Revisit when. Capstone is off the critical path (post-arXiv, after 2026-07-15). Pick up MVP scope (per the proposal's recommendation, without Linear mirror initially) when there's spare bandwidth.

`/lab` — eval-design playground¶

A /lab route where the operator specs a small alignment-shaped eval (e.g., "does Sonnet detect deceptive Llama-2-7B outputs given prompt template X?"), the bench runs it through the existing Anthropic API integration (plus optionally a small open-source model via Modal), and produces a notebook entry — hypothesis / method / raw results / interpretation. Each notebook is operator-flagged public-or-private; public ones become shareable portfolio artifacts at /lab/notebook/{slug}.

Why interesting. Designing small evals is the JD task for METR / Apollo / Anthropic Interp / Redwood. A /lab notebook that records hypothesis → method → results → takeaway is a directly shareable artifact of that skill. Three or four good notebooks IS an application portfolio.

Why parked. Bench-building is at risk of swallowing the time meant for interview prep itself. The current make-it-legible wave (BEN-74 through BEN-77, plus the BEN-79 → BEN-82 focus/journal/MCP stack) is finishing the platform as a portfolio artifact. Adding /lab re-opens it as a project for another 3–4 weeks. Distinguishing parked from "no" matters: this idea is the right shape, just not the right week.

Revisit when. Either (a) the operator finds themselves wanting to design an eval and reaches for the wrong tool, OR (b) the make-it-legible wave fully lands and the operator wants to commit a multi-week build before applications open. Revisit no later than 2 weeks from filing.

Not parked variants. "Lab as Jupyter-in-the-bench" (notebook hosting) and "lab as content-authoring playground" — both rejected on first pass. The eval-design framing is the only one worth doing.

"Open in Cursor" buttons¶

Skipped. Reviewers don't have Cursor installed; the operator is already in Cursor. Revisit only if the public-corpus repo (#196) ships and a public-facing "try it" flow becomes desirable — in which case the right answer is GitHub Codespaces ("Open in Codespaces" button), not Cursor.

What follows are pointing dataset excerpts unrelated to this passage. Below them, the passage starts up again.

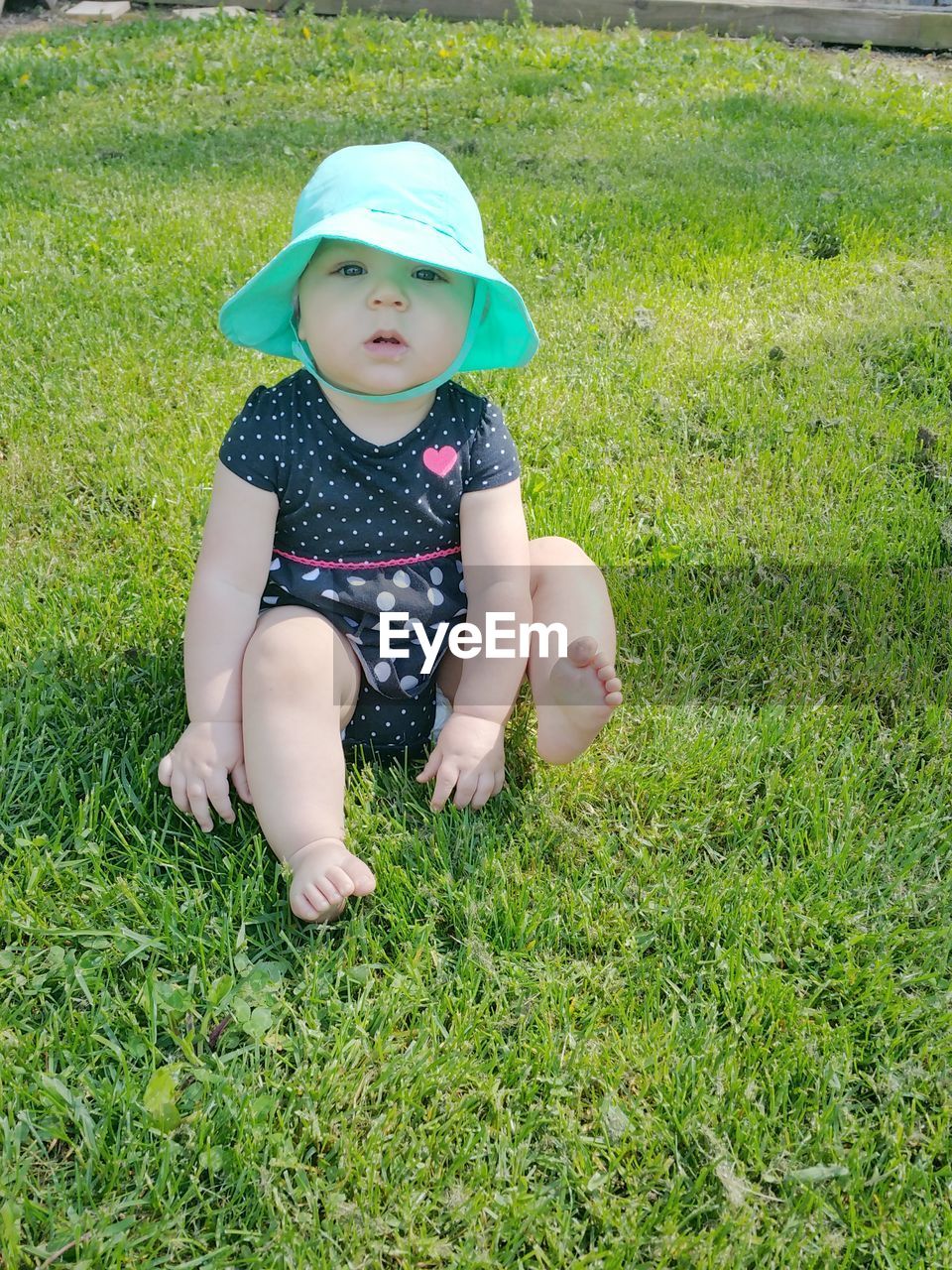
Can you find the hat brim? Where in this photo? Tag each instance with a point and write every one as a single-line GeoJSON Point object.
{"type": "Point", "coordinates": [259, 316]}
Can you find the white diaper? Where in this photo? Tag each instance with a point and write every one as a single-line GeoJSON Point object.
{"type": "Point", "coordinates": [443, 711]}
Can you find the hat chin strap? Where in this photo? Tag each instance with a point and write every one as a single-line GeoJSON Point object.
{"type": "Point", "coordinates": [303, 354]}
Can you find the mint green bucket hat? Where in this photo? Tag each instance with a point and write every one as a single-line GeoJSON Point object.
{"type": "Point", "coordinates": [402, 197]}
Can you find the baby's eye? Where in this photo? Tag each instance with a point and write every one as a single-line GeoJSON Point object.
{"type": "Point", "coordinates": [343, 270]}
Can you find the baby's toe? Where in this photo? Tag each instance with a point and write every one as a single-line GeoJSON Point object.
{"type": "Point", "coordinates": [365, 881]}
{"type": "Point", "coordinates": [308, 905]}
{"type": "Point", "coordinates": [581, 649]}
{"type": "Point", "coordinates": [341, 879]}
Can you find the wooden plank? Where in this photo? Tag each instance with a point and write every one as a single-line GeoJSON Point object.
{"type": "Point", "coordinates": [892, 27]}
{"type": "Point", "coordinates": [888, 26]}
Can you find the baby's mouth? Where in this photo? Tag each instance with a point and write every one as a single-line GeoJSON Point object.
{"type": "Point", "coordinates": [386, 339]}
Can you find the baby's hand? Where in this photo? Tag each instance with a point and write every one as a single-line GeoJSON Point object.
{"type": "Point", "coordinates": [470, 756]}
{"type": "Point", "coordinates": [197, 770]}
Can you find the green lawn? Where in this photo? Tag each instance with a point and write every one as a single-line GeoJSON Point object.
{"type": "Point", "coordinates": [682, 1003]}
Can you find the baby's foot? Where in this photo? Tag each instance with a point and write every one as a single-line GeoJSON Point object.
{"type": "Point", "coordinates": [325, 874]}
{"type": "Point", "coordinates": [581, 693]}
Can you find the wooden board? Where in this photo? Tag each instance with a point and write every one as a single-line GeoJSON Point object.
{"type": "Point", "coordinates": [885, 26]}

Email-forward inbound for news / readings¶

A real inbox (content@bench.libearden.dev via Resend/Postmark inbound webhook) that turns forwarded newsletter emails into draft content/readings/ items. Defer until the RSS news-feed engine (Phase 1 of the content-generation engine, separate sub-issue) proves the news feed is actually used.

Revisit when. RSS news feed is shipped and operator finds themselves manually creating content/readings/*.md from emails ≥3 times.

Design decisions worth knowing¶

Anti-sycophancy is structural, not stylistic. Reviews and reflect prompts are required to identify specific gaps in JSON. The system prompts call out generic "keep up the great work" as the explicit failure mode.

Single-tab UX. The Today page has ONE next thing. The platform refuses to fan out into 12 "what should I do" widgets. If you want to break out, the library is one click.

Hints cap at structural scaffolding. Tier 3 is the end of the ladder. After that, you look at the reference solution and trace why — and that lookup is logged, affecting scheduler scoring.

JSONB over per-field columns. Settings, hints_used, axis_weights, parsed_json, iac_profile — JSONB. Pragma: the shape is small + user-controlled + we can index when it matters.

No SPA. Server-rendered Jinja2 + HTMX for the small handful of partial swaps. Faster to develop, faster to debug, lower client-side complexity.

LLM-or-fallback, never LLM-only. Every Claude-flavored service has an offline path. Routes never branch on ANTHROPIC_API_KEY — that's the service's responsibility.